Grassley frustrated by lack of Trump legislative victories
Senator expected health care, tax reform would 'be done by now'
MAPLETON, Iowa — U.S. Sen. Chuck Grassley said Thursday that President Donald Trump and majority Republicans in Congress have had a harder time delivering on key campaign promises than he anticipated.
Speaking to about 100 people in a town hall meeting in Mapleton as the monthlong congressional recess neared the end, Grassley said he thought Republican priorities would move more quickly. Grassley said Republicans for seven years had vowed to repeal the 2010 Affordable Care Act put in place by President Barack Obama and majority Democrats.
He had thought a Republican replacement health care plan would have been set by Easter and said he figured tax reform, as a big second piece, would “be done by now.”
Rather, he said, when lawmakers reconvene in September, “we are going to pivot to tax reform. That doesn’t mean we won’t do anything on health care.”
The Republican senator also addressed the Republican health care bill collapse in the Senate in July, saying, “I am not proud of that. I am embarrassed by that.”
Grassley, 83, took questions from 17 people over the hourlong event in the Mapleton Community Center. The top topic was health care. Other notable topics were crop insurance in upcoming Farm bill deliberations and propping up Social Security.
Evelyn Thies, of Mapleton, said she was worried about Trump’s tax reform plan negatively impacting farmers.
“If it wasn’t for the deductions we could take, we wouldn’t be farming for 50 years. ... Farming, it is a survival every year,” she said.
Nonetheless, Thies encouraged all federal Republicans to be more outwardly supportive of Trump policies. If that doesn’t happen, she cautioned, Democrats are poised to win back the U.S. House and Senate in 2018.

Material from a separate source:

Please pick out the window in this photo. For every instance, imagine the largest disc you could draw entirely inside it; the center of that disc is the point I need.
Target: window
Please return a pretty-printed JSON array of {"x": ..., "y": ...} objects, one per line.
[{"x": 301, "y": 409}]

If Republicans lose control, Thies said, “the Muslims are going to take over this country. I am worried about Muslims, not Mexicans or anyone else. It is the Muslims who will kill us.”
People in the crowd wore T-shirts that said “Health Care Voter” and blue shirts with the “Grassley Works” slogan that was used in his last re-election campaign.
Tammy Mohr, of Ute, urged Grassley to help efforts to build a wall at the Mexican border to halt illegal immigration. Mohr said she previously told Grassley in a call 20 years ago that illegal immigration highly concerned her.
“We are footing the bill for them to live the American dream,” Mohr said.
“If the money is appropriated,” the wall will be built, Grassley responded, sitting down in an empty front row chair as he spoke with Mohr.
Trump has threatened to shut down the federal government if Congress does not include funding for the border wall in an omnibus budget bill funding for the new fiscal year that begins Oct. 1.
Grassley also described the federal response to Hurricane Harvey, which has blasted Houston with more than 50 inches of rain in and around the nation’s fourth-largest city, causing massive flooding. Trump will visit Houston on Saturday for the second time this week.
“It has been a long time since we’ve had that kind of a disaster,” the senator said.
Grassley said federal aid, on top of the available Federal Emergency Management Agency money, will be forthcoming. He said it is not necessary to know definitively now if the ultimate costs will be $10 billion or $100 billion.
“The government has taken the position of being an insurer of the last resort on disasters,” Grassley said.
One light moment came when Alice Masters, of Mapleton, said, “We have voted for you every year and we appreciate you, but...”
Many in the crowd laughed, and Grassley said, “The other shoe is going to drop.”
A few seconds later Masters said Grassley should tread lightly in doing bipartisan work with Democrats.
On Thursday morning, Grassley also appeared at the Bishop Heelan Catholic High School in Sioux City. As part of his annual tour of all 99 Iowa counties, he also stopped this week in the northwest Iowa cities of Sibley and Primghar.